Einspruch und Berufung blieben ohne Erfolg. Das FG führt im wesentlichen aus: Im vorliegenden Falle übersteige der Einheitswert die Höchstgrenze von 80 000 DM. In einem solchen Falle trete an die Stelle des für den 21. Juni 1948 geltenden Einheitswerts (§ 50 Abs. 2 Satz 2 BVFG) als Höchstbetrag ein Einheitswert von 80 000 DM als Ausgangswert. Dieser Ausgangswert sei Bemessungsgrundlage für die VA-Vergünstigung, wenn mit dem Betrieb am 21. Juni 1948 keine Verbindlichkeiten in wirtschaftlichem Zusammenhang gestanden hätten. In diesem Fall betrage die Vergünstigung stets - ohne Rücksicht auf die Höhe des Einheitswerts des verpachteten Betriebs - 0,55 v. H. von 80 000 DM = 440 DM. Ständen jedoch wie hier mit dem verpachteten Betrieb am 21. Juni 1948 Verbindlichkeiten in wirtschaftlichem Zusammenhang, so seien sie nach § 50 Abs. 2 Satz 2 BVFG vom Einheitswert abzusetzen. Bemessungsgrundlage für die Vergünstigung sei dann der noch verbleibende Wert. Das FA habe die Vergünstigung richtig mit 0,55 v. H. von 65 096 DM berechnet. Diese Auslegung des § 47 Abs. 1 BVFG erscheine der Kammer sowohl ihrem Wortlaut als auch ihrem Sinn und Zweck nach als die einzig richtige. Die vom Kläger vertretene Auslegung - Vergünstigung in Höhe von 440 DM in den Fällen, in denen trotz Abzugs der Verbindlichkeiten noch ein höherer Betrag als 80 000 DM verbleibe - lasse sich weder mit dem Wortlaut des § 47 Abs. 1 BVFG noch mit dem Wortlaut des § 50 Abs. 2 BVFG vereinbaren. Es könne keine weitergehende Vergünstigung gewährt werden, als der Betrieb tatsächlich mit VA belastet sei. Auch bei der VA-Veranlagung sei der um die Verbindlichkeiten gekürzte Einheitswert der Abgabepflicht unterworfen worden. Deshalb widerspreche das Verlangen des Klägers auch dem Sinn und Zweck der §§ 47 Abs. 1 und 50 Abs. 2 BVFG. Auch der Hinweis auf § 6 Abs. 2 der 13. AbgabenDV-LA vom 28. Juni 1954, der für die Verpachtung eines gewerblichen Betriebes gelte, gehe fehl. Bei der Einheitswertfeststellung für einen gewerblichen Betrieb müßten - anders als bei der Einheitswertfeststellung für einen landwirtschaftlichen Betrieb - Schulden ohnehin zum Abzug zugelassen werden. Außerdem sei bei beiden Vermögensarten für die Bemessung der Vergünstigung von verschiedenen Stichtagen auszugehen. Bei gewerblichen Betrieben sei nach § 5 Abs. 1 und 2 der 13. AbgabenDV-LA der Zeitpunkt der Übergabe des Betriebs maßgebend, während für landwirtschaftliche Betriebe der tatsächliche Wert des Vermögens am 21. Juni 1948 maßgebend sei.

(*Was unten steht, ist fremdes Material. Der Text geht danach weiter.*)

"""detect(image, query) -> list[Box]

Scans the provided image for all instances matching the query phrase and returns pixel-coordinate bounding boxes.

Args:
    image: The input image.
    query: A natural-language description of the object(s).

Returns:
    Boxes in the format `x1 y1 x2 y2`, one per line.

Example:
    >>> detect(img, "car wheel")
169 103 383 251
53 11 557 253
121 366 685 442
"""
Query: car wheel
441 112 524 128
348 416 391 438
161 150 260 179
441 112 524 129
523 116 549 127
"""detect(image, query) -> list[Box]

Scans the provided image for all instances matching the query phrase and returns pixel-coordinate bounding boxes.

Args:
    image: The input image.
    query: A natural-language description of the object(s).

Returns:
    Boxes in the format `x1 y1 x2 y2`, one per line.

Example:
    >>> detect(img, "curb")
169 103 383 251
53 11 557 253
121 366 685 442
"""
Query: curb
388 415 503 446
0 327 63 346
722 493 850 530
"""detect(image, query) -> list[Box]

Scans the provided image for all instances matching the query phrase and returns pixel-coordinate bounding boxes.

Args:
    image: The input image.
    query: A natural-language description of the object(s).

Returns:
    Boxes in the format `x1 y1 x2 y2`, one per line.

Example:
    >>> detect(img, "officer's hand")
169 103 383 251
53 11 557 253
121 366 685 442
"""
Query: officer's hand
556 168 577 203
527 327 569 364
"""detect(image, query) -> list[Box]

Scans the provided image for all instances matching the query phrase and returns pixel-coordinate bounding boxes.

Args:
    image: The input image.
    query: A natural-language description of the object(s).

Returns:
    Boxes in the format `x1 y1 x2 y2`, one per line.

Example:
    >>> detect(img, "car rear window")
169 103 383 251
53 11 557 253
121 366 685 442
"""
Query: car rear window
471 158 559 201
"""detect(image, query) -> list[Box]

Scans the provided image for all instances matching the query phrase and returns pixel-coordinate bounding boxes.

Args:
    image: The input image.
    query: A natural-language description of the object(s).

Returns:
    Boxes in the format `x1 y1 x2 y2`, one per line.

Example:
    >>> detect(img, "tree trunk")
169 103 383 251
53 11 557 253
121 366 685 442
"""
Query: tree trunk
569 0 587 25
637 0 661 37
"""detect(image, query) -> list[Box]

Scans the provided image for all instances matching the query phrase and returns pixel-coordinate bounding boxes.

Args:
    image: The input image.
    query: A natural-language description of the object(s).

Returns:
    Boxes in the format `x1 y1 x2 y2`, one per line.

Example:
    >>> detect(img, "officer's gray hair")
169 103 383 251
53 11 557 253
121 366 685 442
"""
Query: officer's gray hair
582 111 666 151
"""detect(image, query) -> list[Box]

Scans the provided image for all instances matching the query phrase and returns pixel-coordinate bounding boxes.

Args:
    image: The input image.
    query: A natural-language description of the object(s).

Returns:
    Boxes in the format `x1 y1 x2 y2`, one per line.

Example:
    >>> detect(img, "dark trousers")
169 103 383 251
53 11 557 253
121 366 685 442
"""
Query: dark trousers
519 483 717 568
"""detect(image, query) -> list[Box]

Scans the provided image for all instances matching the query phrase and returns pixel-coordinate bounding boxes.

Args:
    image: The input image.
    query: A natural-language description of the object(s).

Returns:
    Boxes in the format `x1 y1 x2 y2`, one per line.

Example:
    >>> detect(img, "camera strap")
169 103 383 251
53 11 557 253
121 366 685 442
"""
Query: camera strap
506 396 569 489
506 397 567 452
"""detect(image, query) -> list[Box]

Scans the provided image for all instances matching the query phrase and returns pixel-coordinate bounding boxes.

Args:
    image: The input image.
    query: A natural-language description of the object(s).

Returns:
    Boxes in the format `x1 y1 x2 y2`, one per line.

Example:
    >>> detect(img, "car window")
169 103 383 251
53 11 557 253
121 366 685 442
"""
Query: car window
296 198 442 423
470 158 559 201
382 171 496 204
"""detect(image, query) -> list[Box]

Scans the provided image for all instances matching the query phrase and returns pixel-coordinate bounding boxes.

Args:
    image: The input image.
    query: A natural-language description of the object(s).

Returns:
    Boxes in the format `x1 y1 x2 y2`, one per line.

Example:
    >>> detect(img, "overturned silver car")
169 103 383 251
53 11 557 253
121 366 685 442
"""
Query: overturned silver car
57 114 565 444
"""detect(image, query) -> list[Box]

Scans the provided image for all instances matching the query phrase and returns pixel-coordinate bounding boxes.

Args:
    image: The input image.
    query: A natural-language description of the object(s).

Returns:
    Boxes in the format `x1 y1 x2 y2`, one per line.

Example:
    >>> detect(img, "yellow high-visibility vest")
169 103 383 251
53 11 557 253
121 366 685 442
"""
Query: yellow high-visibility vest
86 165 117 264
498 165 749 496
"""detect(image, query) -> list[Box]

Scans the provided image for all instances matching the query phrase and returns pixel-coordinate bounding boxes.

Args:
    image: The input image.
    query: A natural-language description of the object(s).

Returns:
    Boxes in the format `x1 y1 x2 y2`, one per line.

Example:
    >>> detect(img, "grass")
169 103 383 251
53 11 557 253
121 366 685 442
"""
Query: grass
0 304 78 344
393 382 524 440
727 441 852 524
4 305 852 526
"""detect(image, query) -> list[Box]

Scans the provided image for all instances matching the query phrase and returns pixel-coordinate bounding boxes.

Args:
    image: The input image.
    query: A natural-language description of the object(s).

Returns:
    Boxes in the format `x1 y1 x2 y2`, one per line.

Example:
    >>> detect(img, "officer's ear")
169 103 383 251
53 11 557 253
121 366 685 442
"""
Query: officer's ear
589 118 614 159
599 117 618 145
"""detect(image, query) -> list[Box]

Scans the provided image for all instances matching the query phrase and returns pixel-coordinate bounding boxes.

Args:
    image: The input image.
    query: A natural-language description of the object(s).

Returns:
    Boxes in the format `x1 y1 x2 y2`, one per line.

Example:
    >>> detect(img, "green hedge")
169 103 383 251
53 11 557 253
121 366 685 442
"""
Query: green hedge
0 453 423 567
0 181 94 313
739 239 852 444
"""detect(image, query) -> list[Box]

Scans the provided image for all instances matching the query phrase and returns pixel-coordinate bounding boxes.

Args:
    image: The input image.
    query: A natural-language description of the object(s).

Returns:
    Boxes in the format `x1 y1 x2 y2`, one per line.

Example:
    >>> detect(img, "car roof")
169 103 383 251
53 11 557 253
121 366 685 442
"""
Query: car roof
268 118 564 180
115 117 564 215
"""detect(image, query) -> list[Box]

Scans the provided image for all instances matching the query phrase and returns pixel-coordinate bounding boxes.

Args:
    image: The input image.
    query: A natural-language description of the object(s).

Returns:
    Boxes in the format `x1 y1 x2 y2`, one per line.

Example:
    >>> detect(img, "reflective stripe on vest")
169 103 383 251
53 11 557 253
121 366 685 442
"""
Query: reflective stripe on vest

Mit der RB rügt der Kläger Nichtanwendung oder unrichtige Anwendung des bestehenden Rechts. Er führt im wesentlichen aus: Die Auffassung des FG werde vom Wortlaut des § 47 Abs. 1 BVFG nicht getragen. Bei wortgetreuer Auslegung handele es sich bei der Begrenzung auf 80 000 DM lediglich um eine Wertgrenze und nicht, wie das FG meine, um einen fiktiven Einheitswert. Das FG hätte auf Grund seiner Auslegung folgerichtig bei Anwendung des § 50 Abs. 2 BVFG vom fiktiven Einheitswert die Schulden nach dem Stand vom 21. Juni 1948 in voller Höhe abziehen müssen. Offenbar habe das FG selbst erkannt, daß dieses Ergebnis unhaltbar sei und habe deshalb, ohne sich auf eine entsprechende gesetzliche Regelung stützen zu können, die Verbindlichkeiten auf einen Betrag gekürzt, der auf den fiktiven Einheitswert von 80 000 DM entfalle. Im übrigen seien das FA und das FG von einem unrichtigen Einheitswert ausgegangen. Verpachtet seien nur 119,9602 ha landwirtschaftliche Nutzfläche. Das ergebe bei einem ha-Satz von 1 270 DM einen Einheitswert von 152 350 DM. Darauf entfielen von den Schulden 152 350 x 46 511 = 28 385 DM.

249 641

Da der Betrag von 152 350 DM ./. 28 385 DM = 123 965 DM über 80 000 DM liege, sei der Höchstbetrag von 80 000 DM die Bemessungsgrundlage für die Vergünstigung. Diese Auslegung entspreche entgegen der Auffassung des FG auch dem Sinn und Zweck der §§ 47 Abs. 1 und 50 Abs. 2 BVFG. Es werde durch sie keine weitergehende Vergünstigung gewährt, als der Betrieb tatsächlich mit VA belastet sei. Wenn trotz des Abzugs der Verbindlichkeiten das mit der VA belastete Vermögen 80 000 DM übersteige, solle die Vergünstigung nur bis zur Wertgrenze von 80 000 DM gewährt werden. Es werde letztlich das gleiche Ergebnis erreicht, wie nach § 6 Abs. 2 der 13. AbgabenDV-LA bei der Verpachtung gewerblicher Betriebe. Die Auslegung durch das FG würde zu einer ungleichmäßigen Behandlung innerhalb der Verpächter landwirtschaftlicher Betriebe führen.

 

Entscheidungsgründe

Aus den Gründen:

Die Rb., die nach dem Inkrafttreten der FGO als Revision zu behandeln ist, ist unbegründet.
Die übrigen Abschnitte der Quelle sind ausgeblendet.